I sent this off a bit late to Wendy, who fortunately is on vacation (hopefully getting lots of stitching done). I'm crossing my fingers it reaches her on the day she gets back so she's not held up by my tardiness. This is Deb's; she selected lots of Workbasket designs, including the Pithies, for us to stitch, and even sent along all the possible fibers to stitch them. Edited to add: Do not ask me what this pithy means--I haven't the slightest idea.

"Why do you have so many magazines stacked over here, and why are the bindings all chewed on them?" Also edited to add, after Freckles and Deb's comment: for whatever reason, they love to rip up BF's issues of Corvette Fever. Because they like to go fast?
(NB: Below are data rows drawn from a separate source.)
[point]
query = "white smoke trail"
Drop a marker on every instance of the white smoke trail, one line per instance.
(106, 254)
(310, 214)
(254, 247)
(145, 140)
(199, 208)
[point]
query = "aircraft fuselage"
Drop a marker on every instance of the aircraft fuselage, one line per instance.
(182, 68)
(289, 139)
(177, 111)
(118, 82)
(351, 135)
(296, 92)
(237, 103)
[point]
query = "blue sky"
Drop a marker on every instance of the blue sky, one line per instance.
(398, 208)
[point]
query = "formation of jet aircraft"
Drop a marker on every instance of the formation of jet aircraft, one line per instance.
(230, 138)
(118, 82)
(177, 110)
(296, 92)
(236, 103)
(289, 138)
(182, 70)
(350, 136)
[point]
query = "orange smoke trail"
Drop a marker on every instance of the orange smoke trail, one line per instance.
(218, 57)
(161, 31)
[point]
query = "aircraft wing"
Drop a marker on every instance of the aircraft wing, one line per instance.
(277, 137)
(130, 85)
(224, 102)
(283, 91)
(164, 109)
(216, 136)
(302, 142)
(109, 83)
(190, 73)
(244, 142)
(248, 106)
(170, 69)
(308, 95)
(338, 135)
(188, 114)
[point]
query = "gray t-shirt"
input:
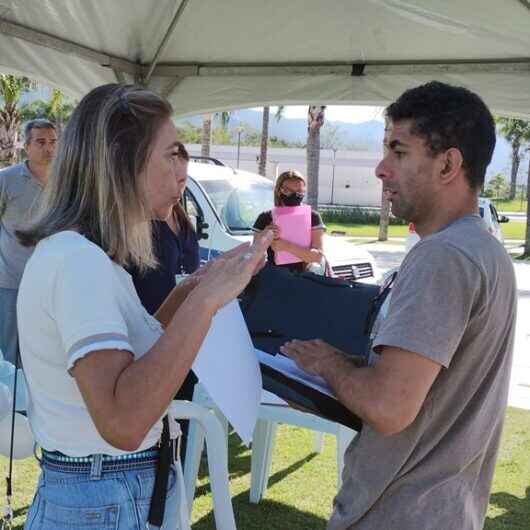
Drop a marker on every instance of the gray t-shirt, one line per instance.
(454, 302)
(19, 193)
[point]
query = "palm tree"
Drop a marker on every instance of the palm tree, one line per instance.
(514, 131)
(262, 166)
(526, 253)
(206, 137)
(264, 143)
(384, 218)
(11, 90)
(315, 121)
(56, 109)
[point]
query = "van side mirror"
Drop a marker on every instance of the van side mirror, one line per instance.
(201, 227)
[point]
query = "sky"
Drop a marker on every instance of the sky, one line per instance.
(345, 113)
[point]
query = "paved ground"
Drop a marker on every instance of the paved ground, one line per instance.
(389, 256)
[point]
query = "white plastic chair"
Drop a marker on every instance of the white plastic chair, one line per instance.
(269, 416)
(264, 440)
(211, 430)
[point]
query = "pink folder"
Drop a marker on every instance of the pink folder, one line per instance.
(295, 226)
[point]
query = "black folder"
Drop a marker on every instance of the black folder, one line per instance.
(279, 305)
They leave my issues of Traditional Home, House Beautiful and Metropolitan Home alone, indicating to me they do not have a clear preference on the style of furniture we buy.

"I don't approve of your choice of bedside reading matter. There's nothing here about rabbits."

August 06, 2008


I started "Sail Away," stitching at lunch at work for the first time in a long time, since there's just a small amount of homework left and studying for finals. I finished Deb's RR block also, but Blogger won't let me post the photo.
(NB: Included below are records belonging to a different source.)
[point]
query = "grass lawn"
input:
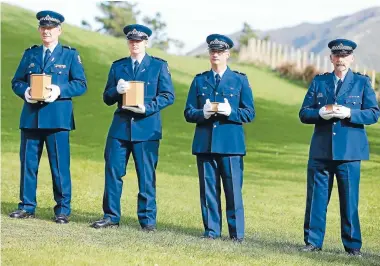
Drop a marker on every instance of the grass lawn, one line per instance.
(274, 188)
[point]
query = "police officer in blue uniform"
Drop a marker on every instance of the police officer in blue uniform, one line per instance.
(135, 130)
(338, 145)
(219, 137)
(48, 121)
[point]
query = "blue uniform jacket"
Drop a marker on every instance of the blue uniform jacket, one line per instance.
(220, 134)
(337, 139)
(158, 94)
(67, 72)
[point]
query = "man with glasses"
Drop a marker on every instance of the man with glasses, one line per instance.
(135, 130)
(50, 120)
(219, 102)
(339, 104)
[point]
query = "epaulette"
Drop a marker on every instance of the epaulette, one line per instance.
(241, 73)
(31, 47)
(68, 47)
(119, 60)
(361, 74)
(200, 74)
(159, 59)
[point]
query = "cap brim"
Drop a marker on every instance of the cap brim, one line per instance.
(137, 38)
(342, 52)
(49, 24)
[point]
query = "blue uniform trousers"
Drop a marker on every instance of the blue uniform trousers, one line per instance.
(320, 178)
(145, 155)
(230, 168)
(58, 149)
And here are the buns, draped over each other, napping. Although we run the A/C, it's still warm upstairs, so you'd think they wouldn't want to be all curled up together. Do you suppose bunnies sweat through their feet? These cage doors stay open, since there's a baby gate up to this room, but they seem to prefer napping in their cage.

August 03, 2008


I got up early yesterday to go to the farmer's market and bought these:

I made jam with the raspberries and I made a cobbler with the blackberries. I'll make muffins with the blueberries, for lunches. That's probably all we'll have this week, since we didn't bother going to the grocery store this weekend. Frankly, I'm tired of the grocery store. I'd rather spend my money at the needlework store, which I did today. I went to Everything Cross Stitch and bought "Sail Away." Hah! You knew I was going to do that, didn't you? Did you think "And They Sinned" would occupy me for long? I figure I've got about 5 cylinders of oatmeal in the closet. A quick stop at Wa-wa for bread and milk, and we've got dinner for a week, especially since I now have all that raspberry jam.

Because I was thinking about berries, I pulled this out--LHN's "Morning Berries."

The color in the lady's dress is called "Berry Cobbler"; it's a GAST color.

"I'm a Pink Berry. You should go visit Cadbury at Bunny Girl's Website. She just adopted him, and he's cute as a button."